SPHEREx is a NASA Astrophysics Medium Explorer mission that launched in March 2025. During its planned two-year mission, SPHEREx will obtain 0.75-5 micron spectroscopy over the entire sky, with deeper data in the SPHEREx Deep Fields. SPHEREx data will be used to:

The community will also mine SPHEREx data and combine it with synergistic data sets to address a variety of additional topics in astrophysics.

More information is available in the SPHEREx Explanatory Supplement.

3. Imports

The following packages must be installed to run this notebook.

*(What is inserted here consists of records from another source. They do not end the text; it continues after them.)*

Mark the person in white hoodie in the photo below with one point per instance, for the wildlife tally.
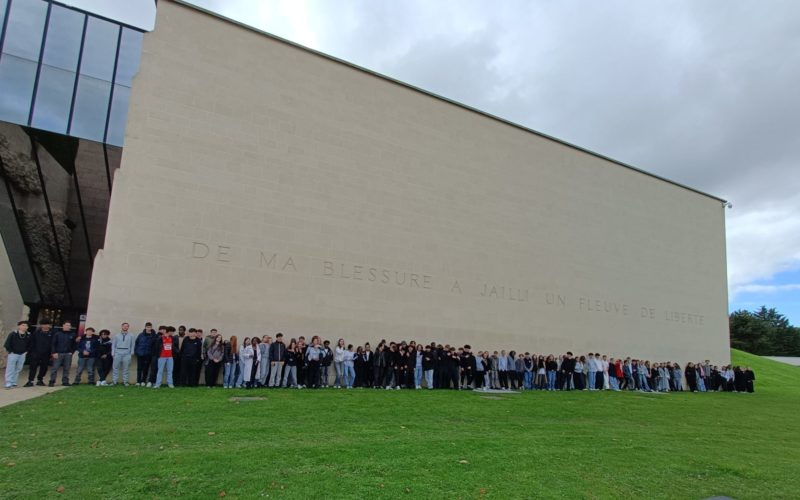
(338, 364)
(252, 356)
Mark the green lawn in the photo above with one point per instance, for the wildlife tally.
(140, 443)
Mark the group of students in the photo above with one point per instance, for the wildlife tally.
(179, 357)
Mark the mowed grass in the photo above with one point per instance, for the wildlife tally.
(88, 442)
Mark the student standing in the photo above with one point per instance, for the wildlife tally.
(39, 353)
(230, 360)
(87, 347)
(62, 348)
(348, 363)
(121, 351)
(240, 379)
(277, 358)
(250, 356)
(290, 368)
(143, 348)
(191, 359)
(104, 359)
(338, 363)
(263, 367)
(17, 345)
(313, 360)
(214, 355)
(165, 345)
(325, 364)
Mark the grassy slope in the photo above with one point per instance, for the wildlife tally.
(137, 442)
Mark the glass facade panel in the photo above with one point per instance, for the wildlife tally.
(99, 49)
(3, 4)
(16, 88)
(130, 50)
(25, 28)
(53, 99)
(63, 44)
(119, 115)
(91, 106)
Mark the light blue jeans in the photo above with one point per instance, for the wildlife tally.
(340, 376)
(349, 375)
(429, 379)
(240, 375)
(229, 375)
(528, 380)
(167, 363)
(14, 366)
(551, 380)
(417, 376)
(643, 385)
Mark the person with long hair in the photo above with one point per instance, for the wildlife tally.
(214, 355)
(251, 360)
(290, 368)
(230, 360)
(338, 363)
(241, 377)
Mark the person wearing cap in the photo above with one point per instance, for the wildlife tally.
(17, 344)
(39, 353)
(87, 347)
(121, 351)
(62, 348)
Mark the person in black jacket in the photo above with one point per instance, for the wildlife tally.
(104, 359)
(750, 377)
(17, 345)
(39, 357)
(62, 348)
(191, 360)
(87, 347)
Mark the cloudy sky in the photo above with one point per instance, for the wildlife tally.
(703, 93)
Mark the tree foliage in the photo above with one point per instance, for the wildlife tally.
(765, 332)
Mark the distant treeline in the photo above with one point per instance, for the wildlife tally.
(765, 332)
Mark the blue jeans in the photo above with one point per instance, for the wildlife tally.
(417, 376)
(169, 363)
(340, 375)
(14, 366)
(349, 375)
(551, 380)
(429, 379)
(229, 375)
(240, 375)
(528, 380)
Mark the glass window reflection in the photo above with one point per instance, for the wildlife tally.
(91, 106)
(130, 51)
(25, 28)
(16, 88)
(63, 44)
(119, 115)
(99, 49)
(53, 99)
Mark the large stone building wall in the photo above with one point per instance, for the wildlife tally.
(267, 188)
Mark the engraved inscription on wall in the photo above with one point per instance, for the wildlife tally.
(425, 283)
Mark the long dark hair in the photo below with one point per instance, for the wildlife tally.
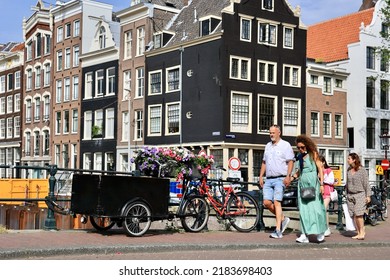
(356, 158)
(322, 159)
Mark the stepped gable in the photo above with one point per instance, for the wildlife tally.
(328, 41)
(186, 26)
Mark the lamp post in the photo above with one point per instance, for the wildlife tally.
(385, 146)
(129, 128)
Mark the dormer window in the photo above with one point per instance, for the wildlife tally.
(208, 25)
(161, 39)
(268, 5)
(102, 37)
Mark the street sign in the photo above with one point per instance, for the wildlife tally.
(379, 170)
(234, 163)
(385, 164)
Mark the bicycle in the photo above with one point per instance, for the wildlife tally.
(239, 208)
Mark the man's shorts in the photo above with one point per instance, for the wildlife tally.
(273, 189)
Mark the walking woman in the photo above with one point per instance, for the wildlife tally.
(312, 212)
(358, 193)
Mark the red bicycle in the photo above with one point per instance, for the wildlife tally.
(239, 208)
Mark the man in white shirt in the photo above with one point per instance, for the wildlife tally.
(278, 161)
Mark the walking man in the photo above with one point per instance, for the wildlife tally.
(278, 161)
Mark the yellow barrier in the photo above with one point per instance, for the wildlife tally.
(24, 189)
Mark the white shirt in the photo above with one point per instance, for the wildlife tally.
(276, 158)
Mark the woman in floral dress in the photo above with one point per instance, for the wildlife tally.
(312, 212)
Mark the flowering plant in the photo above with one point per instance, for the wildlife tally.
(171, 161)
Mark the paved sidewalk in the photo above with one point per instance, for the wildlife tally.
(29, 243)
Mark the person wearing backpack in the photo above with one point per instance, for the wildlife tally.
(328, 188)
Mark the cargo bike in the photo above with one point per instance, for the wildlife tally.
(134, 202)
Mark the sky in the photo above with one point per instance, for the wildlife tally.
(12, 13)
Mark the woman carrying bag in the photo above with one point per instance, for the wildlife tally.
(312, 212)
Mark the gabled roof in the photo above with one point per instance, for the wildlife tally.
(187, 26)
(328, 41)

# Uncomment the next line to install dependencies if needed.
# !pip install numpy astropy pyvo matplotlib
import concurrent
import time

import astropy.units as u
import matplotlib.pyplot as plt
import numpy as np
import pyvo
from astropy.coordinates import SkyCoord
from astropy.io import fits
from astropy.table import Table
from astropy.wcs import WCS

# Suppress logging temporarily to prevent astropy
# from repeatedly printing out warning notices related to alternate WCSs
import logging
logging.getLogger('astropy').setLevel(logging.ERROR)

4. Specify inputs and outputs

Specify a right ascension, declination, cutout size, and a SPHEREx bandpass (e.g., ‘SPHEREx-D2’).

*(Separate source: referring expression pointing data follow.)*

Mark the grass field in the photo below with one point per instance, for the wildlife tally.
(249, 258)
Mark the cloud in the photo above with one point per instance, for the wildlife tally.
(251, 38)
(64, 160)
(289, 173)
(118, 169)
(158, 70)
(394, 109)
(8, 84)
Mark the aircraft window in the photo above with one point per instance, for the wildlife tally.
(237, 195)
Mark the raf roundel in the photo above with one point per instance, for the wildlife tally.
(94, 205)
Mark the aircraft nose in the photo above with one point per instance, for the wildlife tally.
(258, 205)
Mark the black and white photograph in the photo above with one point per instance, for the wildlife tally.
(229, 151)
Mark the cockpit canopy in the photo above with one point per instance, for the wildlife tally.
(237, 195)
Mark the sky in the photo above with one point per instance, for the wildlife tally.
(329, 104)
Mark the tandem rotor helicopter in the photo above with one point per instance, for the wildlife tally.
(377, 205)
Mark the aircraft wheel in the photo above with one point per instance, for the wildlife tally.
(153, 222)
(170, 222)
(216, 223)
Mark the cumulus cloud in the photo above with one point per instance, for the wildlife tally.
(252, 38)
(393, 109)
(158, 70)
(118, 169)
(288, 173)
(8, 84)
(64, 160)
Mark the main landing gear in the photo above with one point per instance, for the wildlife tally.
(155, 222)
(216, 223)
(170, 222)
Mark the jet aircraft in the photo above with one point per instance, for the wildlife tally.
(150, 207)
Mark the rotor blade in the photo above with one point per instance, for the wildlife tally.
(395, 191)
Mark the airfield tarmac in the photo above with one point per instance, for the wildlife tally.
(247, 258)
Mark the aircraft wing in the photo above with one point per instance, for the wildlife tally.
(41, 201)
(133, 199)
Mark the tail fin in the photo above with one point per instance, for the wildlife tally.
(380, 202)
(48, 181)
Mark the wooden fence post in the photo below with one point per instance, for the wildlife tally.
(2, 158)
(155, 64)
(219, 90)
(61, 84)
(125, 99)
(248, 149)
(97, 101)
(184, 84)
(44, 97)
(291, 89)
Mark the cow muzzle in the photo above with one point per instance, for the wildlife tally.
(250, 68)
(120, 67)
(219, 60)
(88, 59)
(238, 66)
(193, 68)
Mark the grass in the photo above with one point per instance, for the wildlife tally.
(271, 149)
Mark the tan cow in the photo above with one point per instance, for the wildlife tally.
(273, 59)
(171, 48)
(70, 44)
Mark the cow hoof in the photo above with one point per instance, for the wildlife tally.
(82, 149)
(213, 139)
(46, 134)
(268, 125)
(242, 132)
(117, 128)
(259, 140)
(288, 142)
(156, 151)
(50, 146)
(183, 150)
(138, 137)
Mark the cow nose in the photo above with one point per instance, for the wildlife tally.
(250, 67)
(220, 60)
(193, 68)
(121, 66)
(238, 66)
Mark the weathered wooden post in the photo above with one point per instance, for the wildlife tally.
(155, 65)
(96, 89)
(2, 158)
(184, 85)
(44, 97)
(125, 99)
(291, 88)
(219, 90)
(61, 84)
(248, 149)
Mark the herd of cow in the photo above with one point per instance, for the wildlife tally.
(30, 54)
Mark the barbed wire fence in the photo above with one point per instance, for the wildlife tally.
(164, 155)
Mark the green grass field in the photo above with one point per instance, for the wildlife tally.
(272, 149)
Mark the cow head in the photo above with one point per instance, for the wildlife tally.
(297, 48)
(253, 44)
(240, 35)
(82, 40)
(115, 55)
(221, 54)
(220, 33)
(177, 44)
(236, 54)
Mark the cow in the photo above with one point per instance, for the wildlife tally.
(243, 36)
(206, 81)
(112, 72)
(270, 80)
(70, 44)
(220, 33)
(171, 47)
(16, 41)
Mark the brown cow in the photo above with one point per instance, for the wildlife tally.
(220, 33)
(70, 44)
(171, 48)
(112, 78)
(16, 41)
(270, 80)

In this example, we are creating cutouts of the Pinwheel galaxy (M101) for the SPHEREx detector D2.

# Choose a position.
ra = 210.80227 * u.degree
dec = 54.34895 * u.degree

# Choose a cutout size.
size = 0.1 * u.degree

# Choose the bandpass of interest.
bandpass = 'SPHEREx-D2'

# Choose an output filename root for the output MEF file.
output_filename = 'spherex_cutouts_mef.fits'

5. Query IRSA for a list of cutouts that satisfy the criteria specified above.

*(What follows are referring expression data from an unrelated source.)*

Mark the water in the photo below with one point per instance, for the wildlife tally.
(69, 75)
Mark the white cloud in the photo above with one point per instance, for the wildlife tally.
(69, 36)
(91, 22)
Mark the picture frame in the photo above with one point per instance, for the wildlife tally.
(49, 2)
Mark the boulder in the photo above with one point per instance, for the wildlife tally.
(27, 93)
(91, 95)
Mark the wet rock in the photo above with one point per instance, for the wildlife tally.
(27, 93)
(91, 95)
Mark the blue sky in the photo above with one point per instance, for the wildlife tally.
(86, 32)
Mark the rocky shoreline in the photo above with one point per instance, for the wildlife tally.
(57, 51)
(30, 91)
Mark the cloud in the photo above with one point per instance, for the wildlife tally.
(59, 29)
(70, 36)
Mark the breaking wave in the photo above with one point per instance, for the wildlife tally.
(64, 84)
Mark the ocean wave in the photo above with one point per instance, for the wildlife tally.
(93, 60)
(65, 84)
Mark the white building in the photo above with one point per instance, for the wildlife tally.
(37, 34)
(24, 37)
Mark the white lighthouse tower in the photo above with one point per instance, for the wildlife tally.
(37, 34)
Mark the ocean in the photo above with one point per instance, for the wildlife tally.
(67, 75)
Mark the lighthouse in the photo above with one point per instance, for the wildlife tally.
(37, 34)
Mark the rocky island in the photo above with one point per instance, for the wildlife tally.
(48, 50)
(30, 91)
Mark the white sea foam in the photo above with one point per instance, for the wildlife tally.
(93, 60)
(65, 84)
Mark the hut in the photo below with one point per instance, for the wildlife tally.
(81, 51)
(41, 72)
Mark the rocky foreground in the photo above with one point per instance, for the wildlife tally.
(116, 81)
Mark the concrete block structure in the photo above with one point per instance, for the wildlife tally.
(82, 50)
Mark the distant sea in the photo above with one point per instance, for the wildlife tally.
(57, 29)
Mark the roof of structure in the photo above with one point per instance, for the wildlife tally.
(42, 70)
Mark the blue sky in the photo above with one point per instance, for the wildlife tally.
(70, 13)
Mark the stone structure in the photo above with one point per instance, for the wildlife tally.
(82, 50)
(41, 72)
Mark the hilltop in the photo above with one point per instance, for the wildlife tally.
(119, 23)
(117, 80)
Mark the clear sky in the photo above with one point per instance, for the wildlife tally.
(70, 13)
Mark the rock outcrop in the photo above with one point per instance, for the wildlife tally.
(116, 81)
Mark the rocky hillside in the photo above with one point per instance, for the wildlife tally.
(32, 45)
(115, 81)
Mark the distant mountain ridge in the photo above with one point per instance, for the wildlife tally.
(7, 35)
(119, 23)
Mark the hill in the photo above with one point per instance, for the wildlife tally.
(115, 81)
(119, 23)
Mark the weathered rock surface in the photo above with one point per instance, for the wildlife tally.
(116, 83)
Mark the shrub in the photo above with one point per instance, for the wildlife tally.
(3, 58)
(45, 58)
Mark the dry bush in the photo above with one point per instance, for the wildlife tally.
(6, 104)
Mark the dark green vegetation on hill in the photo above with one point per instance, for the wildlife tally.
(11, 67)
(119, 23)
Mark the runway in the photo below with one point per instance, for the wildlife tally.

Here we show how to use the pyvo TAP SQL query to retrieve all images that overlap with the position defined above. This query will retrieve a table of URLs that link to the MEF cutouts. Each row in the table corresponds to a single cutout and includes the data access URL and an observation timestamp. The results are sorted from oldest to newest.

# Define the service endpoint for IRSA's Table Access Protocol (TAP)
# so that we can query SPHEREx metadata tables.
service = pyvo.dal.TAPService("https://irsa.ipac.caltech.edu/TAP")

# Define a query that will search the appropriate SPHEREx metadata tables
# for spectral images that cover the chosen coordinates and match the
# specified bandpass. Return the cutout data access URL and the time of observation.
# Sort by observation time.
query = f"""
SELECT
    'https://irsa.ipac.caltech.edu/' || a.uri || '?center={ra.to(u.degree).value},{dec.to(u.degree).value}d&size={size.to(u.degree).value}' AS uri,
    p.time_bounds_lower
FROM spherex.artifact a
JOIN spherex.plane p ON a.planeid = p.planeid
WHERE 1 = CONTAINS(POINT('ICRS', {ra.to(u.degree).value}, {dec.to(u.degree).value}), p.poly)
        AND p.energy_bandpassname = '{bandpass}'
ORDER BY p.time_bounds_lower
"""

# Execute the query and return as an astropy Table.
t1 = time.time()
results = service.search(query)
print("Time to do TAP query: {:2.2f} seconds.".format(time.time() - t1))
print("Number of images found: {}".format(len(results)))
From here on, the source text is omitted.